Die Strategie des Luftkrieges hat sich also geändert?

Friedrich:
Ja. Kein Luftkriegsstratege erwägt heute noch Bombardierungen mit dem Ziel, die Bevölkerung zur Rebellion oder Revolution gegen die eigene Führung aufzustacheln. Das Konzept geht nicht auf. Das haben auch die Amerikaner spätestens nach dem Vietnamkrieg einsehen müssen.

Aber sind sogenannte intelligente Waffen oder chirurgische Luftschläge nicht bloßes Wunschdenken der Militärs?

Friedrich:
Irrtümer oder Pannen gibt es natürlich immer. Denken Sie an die Bombardierung der chinesischen Botschaft im Kosovokrieg, wo wir bis heute nicht wissen, ob es geheimdienstliche Absichten. Aber die ganze Charakteristik der lasergelenkten Waffen zielt auf eine ganz andere Wirkung als Flächenbombardements oder gar die Atombombe. Heute werden Waffen benutzt, die etwa die Computer-Kommunikation des Gegners lahmlegen sollen. Das ist eine vollkommen andere Zielsetzung.

Dennoch werden Zivilisten sterben...

Friedrich:
Ja, natürlich; Es ist schlechterdings nicht möglich, einen Krieg zu führen und jeden Unschuldigen zu schonen. Aber ich mache doch einen entscheidenden Unterschied zwischen einem, der ein Ziel anstrebt und es nicht hundertprozentig er­reicht, und jemandem, der die Bevölkerung ganz bewußt als Ziel nimmt, als Inhalt seines militärischen Bemühens. Das muß man unterscheiden.

Dennoch: Gerade der Zweite Weltkrieg zeigt, daß auch zweifelsfrei demokratische Staaten zu barbarischen Mitteln greifen können.

Friedrich:
Das ist richtig. Es bestand die Vorstellung, hier haben wir ein Mittel, den Krieg schnell zu beenden. Das war ja auch der Grund für den falsche Zielkarten oder doch Einsatz der Atombombe. Die USA fürchteten bei der Invasion der japanischen Inseln hohe Verluste an eigenen Soldaten.

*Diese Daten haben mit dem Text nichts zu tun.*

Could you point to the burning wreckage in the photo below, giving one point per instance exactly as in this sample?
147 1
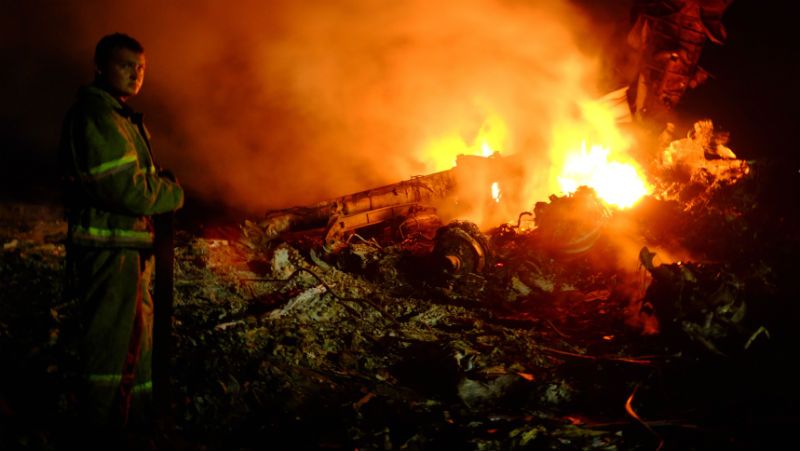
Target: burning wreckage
379 320
375 320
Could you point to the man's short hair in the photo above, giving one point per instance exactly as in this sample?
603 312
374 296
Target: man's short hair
107 45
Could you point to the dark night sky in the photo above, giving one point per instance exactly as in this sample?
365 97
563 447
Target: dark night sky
753 93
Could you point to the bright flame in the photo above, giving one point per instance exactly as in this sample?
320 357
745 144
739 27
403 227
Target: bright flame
440 154
496 193
615 176
616 183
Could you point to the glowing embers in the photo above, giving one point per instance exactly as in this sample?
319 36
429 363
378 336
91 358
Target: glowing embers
618 184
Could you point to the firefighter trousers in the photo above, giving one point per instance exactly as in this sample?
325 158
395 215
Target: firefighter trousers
113 289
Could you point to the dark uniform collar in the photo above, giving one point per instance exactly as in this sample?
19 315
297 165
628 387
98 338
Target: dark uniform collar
118 105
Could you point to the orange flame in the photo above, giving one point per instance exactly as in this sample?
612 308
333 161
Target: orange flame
616 177
496 193
440 154
617 183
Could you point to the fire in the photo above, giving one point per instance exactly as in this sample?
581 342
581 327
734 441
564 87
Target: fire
617 183
440 154
496 193
615 176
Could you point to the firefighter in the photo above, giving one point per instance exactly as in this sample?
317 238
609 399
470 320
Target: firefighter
112 188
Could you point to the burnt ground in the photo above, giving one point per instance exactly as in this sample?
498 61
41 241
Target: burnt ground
280 346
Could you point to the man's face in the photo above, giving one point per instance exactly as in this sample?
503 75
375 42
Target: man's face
124 72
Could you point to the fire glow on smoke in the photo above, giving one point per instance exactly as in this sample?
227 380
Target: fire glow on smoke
617 183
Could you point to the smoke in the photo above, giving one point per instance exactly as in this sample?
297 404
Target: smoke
272 104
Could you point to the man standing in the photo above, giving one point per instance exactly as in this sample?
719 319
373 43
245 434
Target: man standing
112 189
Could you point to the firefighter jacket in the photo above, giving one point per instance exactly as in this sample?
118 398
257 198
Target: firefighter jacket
112 184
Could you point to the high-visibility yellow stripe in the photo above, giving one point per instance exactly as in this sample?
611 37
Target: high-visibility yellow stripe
109 165
116 379
106 233
143 387
110 379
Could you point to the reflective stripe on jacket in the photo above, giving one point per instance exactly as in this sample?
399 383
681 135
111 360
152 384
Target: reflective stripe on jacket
113 185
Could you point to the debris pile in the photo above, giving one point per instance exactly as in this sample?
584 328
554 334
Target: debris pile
518 337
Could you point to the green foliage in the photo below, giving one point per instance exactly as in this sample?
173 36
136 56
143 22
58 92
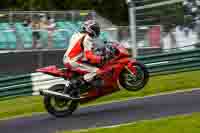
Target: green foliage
117 11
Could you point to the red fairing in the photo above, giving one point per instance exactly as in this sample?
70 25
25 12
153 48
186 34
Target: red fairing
131 67
92 57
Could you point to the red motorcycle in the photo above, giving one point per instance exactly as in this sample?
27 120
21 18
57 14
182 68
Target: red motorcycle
119 72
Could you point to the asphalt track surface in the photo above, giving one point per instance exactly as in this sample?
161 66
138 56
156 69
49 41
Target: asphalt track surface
109 114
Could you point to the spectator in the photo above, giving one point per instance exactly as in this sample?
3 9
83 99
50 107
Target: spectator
35 24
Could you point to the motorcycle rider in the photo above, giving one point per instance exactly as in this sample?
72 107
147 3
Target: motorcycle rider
80 50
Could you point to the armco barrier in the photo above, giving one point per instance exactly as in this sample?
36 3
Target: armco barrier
29 84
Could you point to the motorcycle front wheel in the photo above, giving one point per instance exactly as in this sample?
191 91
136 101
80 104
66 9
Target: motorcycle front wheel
132 82
59 107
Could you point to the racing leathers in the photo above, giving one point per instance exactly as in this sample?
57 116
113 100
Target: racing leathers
80 50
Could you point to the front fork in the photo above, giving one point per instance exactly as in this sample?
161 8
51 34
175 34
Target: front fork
131 68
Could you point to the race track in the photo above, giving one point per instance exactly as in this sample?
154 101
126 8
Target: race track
109 114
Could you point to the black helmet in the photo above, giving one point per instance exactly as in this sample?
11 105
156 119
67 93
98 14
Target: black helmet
92 27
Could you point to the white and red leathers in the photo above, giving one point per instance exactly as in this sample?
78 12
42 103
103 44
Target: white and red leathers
80 50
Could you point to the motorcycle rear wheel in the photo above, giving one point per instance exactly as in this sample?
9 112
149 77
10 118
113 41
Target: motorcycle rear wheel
132 82
59 107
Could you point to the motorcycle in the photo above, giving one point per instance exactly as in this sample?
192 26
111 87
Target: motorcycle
119 72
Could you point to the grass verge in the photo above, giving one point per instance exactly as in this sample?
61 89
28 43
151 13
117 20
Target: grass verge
176 124
157 84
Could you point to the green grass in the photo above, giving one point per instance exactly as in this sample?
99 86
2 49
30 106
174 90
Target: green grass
157 84
175 124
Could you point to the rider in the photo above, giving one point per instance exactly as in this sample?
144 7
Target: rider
80 50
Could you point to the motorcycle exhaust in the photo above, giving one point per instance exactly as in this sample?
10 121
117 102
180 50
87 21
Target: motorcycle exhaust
57 94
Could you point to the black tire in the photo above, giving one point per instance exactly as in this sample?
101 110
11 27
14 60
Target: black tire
70 107
134 85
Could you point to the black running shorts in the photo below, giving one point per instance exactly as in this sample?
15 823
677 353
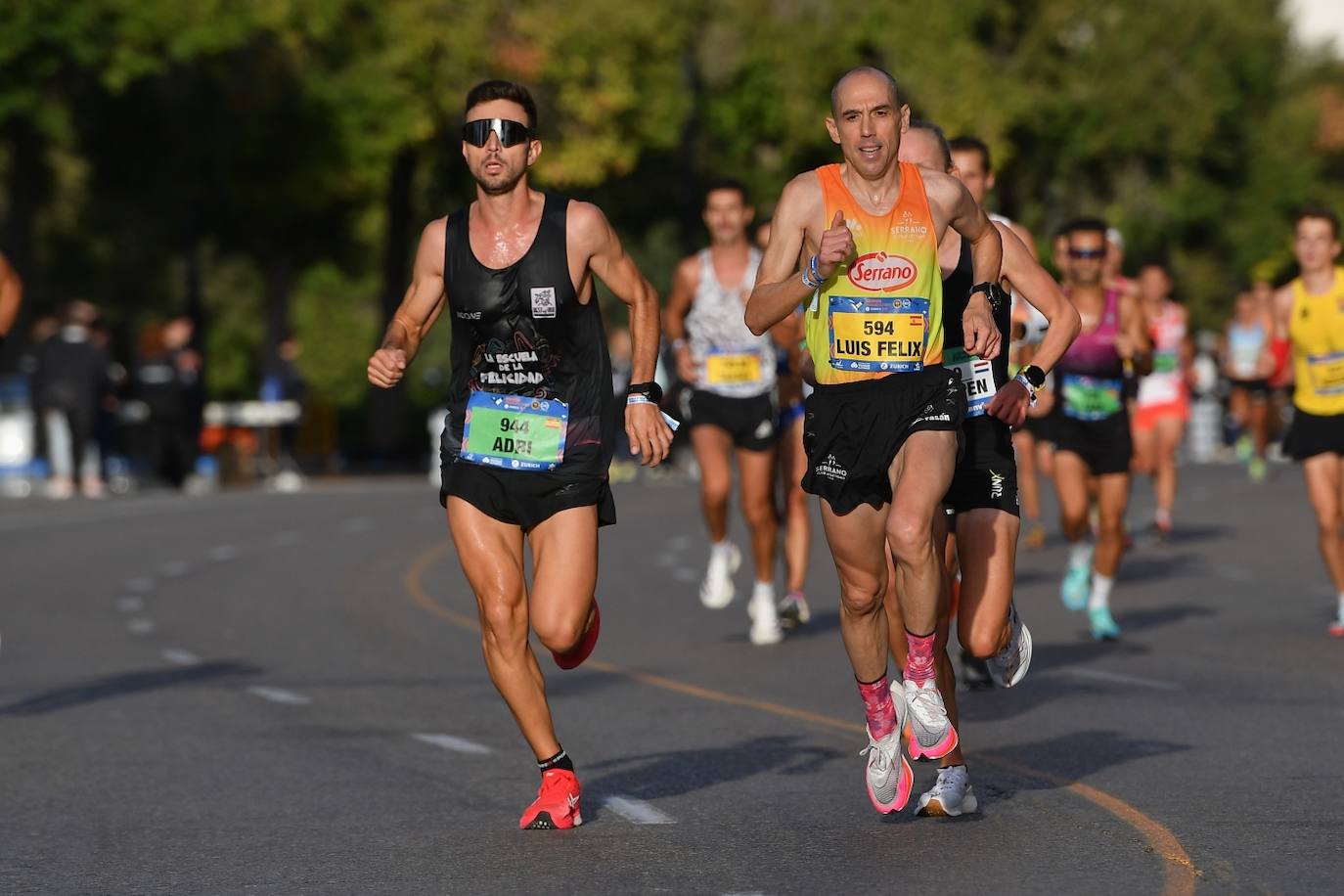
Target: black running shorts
1103 445
987 471
749 421
1312 434
524 499
1260 389
852 431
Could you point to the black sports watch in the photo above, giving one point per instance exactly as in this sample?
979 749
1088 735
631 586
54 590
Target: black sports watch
996 294
650 389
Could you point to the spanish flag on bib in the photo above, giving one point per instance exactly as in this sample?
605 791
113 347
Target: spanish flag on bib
882 312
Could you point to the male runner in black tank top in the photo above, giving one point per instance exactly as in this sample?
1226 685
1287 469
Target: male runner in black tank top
531 421
981 501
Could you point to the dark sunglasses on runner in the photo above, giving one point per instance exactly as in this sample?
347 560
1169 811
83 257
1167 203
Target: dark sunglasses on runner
511 133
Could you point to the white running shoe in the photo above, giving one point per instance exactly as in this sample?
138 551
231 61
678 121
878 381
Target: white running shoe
951 795
717 589
931 735
765 615
1009 665
887 776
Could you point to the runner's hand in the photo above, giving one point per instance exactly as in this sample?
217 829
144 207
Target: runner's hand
386 367
1009 403
978 331
686 366
836 247
650 437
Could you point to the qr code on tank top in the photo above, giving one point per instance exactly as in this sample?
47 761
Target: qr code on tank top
543 301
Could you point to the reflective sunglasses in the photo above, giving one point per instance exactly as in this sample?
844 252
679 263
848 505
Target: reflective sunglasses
511 133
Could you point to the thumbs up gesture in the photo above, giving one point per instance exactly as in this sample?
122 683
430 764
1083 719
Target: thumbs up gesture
836 246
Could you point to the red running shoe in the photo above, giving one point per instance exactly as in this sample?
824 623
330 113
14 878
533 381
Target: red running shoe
584 648
557 805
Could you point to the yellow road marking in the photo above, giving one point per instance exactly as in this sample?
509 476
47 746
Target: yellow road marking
1181 872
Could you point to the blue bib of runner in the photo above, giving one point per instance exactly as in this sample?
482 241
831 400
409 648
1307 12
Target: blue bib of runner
514 431
877 334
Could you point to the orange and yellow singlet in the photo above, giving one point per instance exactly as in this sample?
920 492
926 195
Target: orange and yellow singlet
880 313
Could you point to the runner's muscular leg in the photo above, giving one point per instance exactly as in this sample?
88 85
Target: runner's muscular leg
712 449
563 578
757 473
1324 484
1170 432
797 536
859 547
919 477
988 551
492 559
1024 449
1071 475
1111 499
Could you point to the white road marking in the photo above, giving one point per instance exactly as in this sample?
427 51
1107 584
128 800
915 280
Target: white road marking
1121 679
637 812
279 694
456 744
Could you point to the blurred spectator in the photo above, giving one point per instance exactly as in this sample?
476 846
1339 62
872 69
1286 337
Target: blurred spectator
285 383
70 383
11 293
168 381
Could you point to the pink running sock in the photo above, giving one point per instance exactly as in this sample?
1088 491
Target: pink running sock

Um dies zu verhindern, setzten sie die Atombombe gegen die japanische Zivilbevölkerung ein.

Woran liegt eigentlich die Aufhebung der alten Unterscheidung von Zivilisten und Militär?

Friedrich:
Diese Unterscheidung setzte nach den Religionskriegen im 17. Jahrhundert ein. Vorher hatten wir Unternehmer wie Wallenstein, die auf eigene Faust Landsknechte einsetzten und sich an keine Konventionen hielten.

Der Krieg hat sie ernährt.

Nun übernahm der moderne neuzeitliche Staat die Kriegsführung, und er legte ihr Regeln auf. Eine lautete: Wir unterscheiden zwischen Kombattant und Nichtkombattant. Wer die Hände hebt, wer nicht an Gewaltaktionen teilnimmt, der wird geschont. Wer kapituliert, ist nicht mehr Objekt von Kriegsmaßnahmen. Diese goldenen Regeln haben zwei, drei Jahrhunderte gehalten.

Erst die Industrialisierung des Krieges schmiedete die Bevölkerung zusammen in eine Gemeinschaft der Kämpfenden und der Kampfmittel-Produzierenden. Der Krieg wurde getragen durch die industrielle Kapazität einer Gesellschaft, und alle standen in der einen oder anderen Weise hinter den Kriegsanstrengungen einer Nation. Unter diesen Voraussetzungen der Totalität eines Krieges konnte die Unterscheidung von militärischen und zivilen Zielen nicht mehr gelten.

Reichen internationale Konventionen und Bestimmungen aus, um Kriegsszenarien wie Flächenbombardements auszuschließen?

Friedrich:
Das erste Zusatzprotokoll (1977) zum Genfer Zivilschutzabkommen ist von den entscheidenden Luftkriegsmächten nicht unterzeichnet worden. Es verbietet klipp und klar den Angriff auf eine Stadt als solche. Es dürfen danach nur militärische Ziele innerhalb einer Stadt angegriffen werden.

Ich kann mir auf der anderen Seite nicht vorstellen, daß eine Nation in einem Krieg, in dem es um Sein oder Nichtsein geht wie im Zweiten Weltkrieg, den Krieg verliert, um dem Recht Genüge zu tun. Dann wird man jenseits des Rechts kämpfen.